- Born: 1863
- Died: 1944 (aged 80–81) Stellenbosch, South Africa
- Education: University of Edinburgh
- Scientific career
- Fields: Meteorology
- Workplaces: Stellenbosch University

= John Todd Morrison =

Scottish scientist and meteorologist

Prof John Todd Morrison FRSE FRSSA (1863–1944) was a Scottish scientist and meteorologist who lived most of his professional life in South Africa. Stellenbosch University created the John Todd Morrison Research Medal in his memory.

==Life==

Morrison was born in Muthill in Perthshire in 1863, the second son of Mary Todd and James Morrison, who owned a small shoemaking company. He was educated locally for seven years, then spent three years at George Watson's College, where he was school dux.

He studied science at the University of Edinburgh, graduating with an MA in 1883 and gaining a second degree (BSc) in 1888. From 1886 he lectured in physics at Heriot-Watt University. In 1891 he emigrated to Cape Colony to take on the post of Professor of Chemistry and Physics at Victoria College, Stellenbosch.

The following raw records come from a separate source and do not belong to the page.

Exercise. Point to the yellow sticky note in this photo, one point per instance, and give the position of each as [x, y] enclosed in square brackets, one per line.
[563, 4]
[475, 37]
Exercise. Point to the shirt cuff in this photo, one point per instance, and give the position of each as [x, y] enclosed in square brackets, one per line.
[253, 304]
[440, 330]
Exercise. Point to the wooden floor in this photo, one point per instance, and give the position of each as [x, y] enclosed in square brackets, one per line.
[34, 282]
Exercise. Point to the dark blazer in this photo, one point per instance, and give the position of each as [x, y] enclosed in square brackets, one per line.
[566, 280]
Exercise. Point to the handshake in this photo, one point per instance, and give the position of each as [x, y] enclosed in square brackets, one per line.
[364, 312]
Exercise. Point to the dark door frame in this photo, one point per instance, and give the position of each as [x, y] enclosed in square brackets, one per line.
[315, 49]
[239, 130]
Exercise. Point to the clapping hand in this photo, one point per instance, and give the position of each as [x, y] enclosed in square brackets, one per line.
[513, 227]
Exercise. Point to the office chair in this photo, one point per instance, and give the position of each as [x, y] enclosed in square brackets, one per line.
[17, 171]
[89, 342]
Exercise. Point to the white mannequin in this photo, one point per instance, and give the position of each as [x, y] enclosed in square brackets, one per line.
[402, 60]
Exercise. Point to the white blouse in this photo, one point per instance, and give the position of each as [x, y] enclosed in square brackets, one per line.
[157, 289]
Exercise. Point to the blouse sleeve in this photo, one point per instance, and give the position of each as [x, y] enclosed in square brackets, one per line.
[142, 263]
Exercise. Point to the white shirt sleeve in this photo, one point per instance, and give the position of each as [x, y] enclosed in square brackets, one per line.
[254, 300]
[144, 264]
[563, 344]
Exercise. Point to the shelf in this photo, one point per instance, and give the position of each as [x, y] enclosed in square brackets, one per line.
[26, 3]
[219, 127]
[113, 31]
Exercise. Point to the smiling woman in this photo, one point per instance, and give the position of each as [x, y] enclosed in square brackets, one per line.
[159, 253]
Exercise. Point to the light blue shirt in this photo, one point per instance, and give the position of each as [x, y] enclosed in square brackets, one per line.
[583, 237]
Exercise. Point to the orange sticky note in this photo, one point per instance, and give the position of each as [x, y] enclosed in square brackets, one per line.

In 1892 he was elected a Fellow of the Royal Society of Edinburgh. His proposers were Peter Guthrie Tait, Alexander Crum Brown, Alexander Buchan and Cargill Gilston Knott.

In 1901 he joined forces with John Carruthers Beattie to undertake a study of magnetism at the Cape of Good Hope. Following this the study was widened to encompass all of South Africa.

He retired in 1934, and died at Stellenbosch in 1944.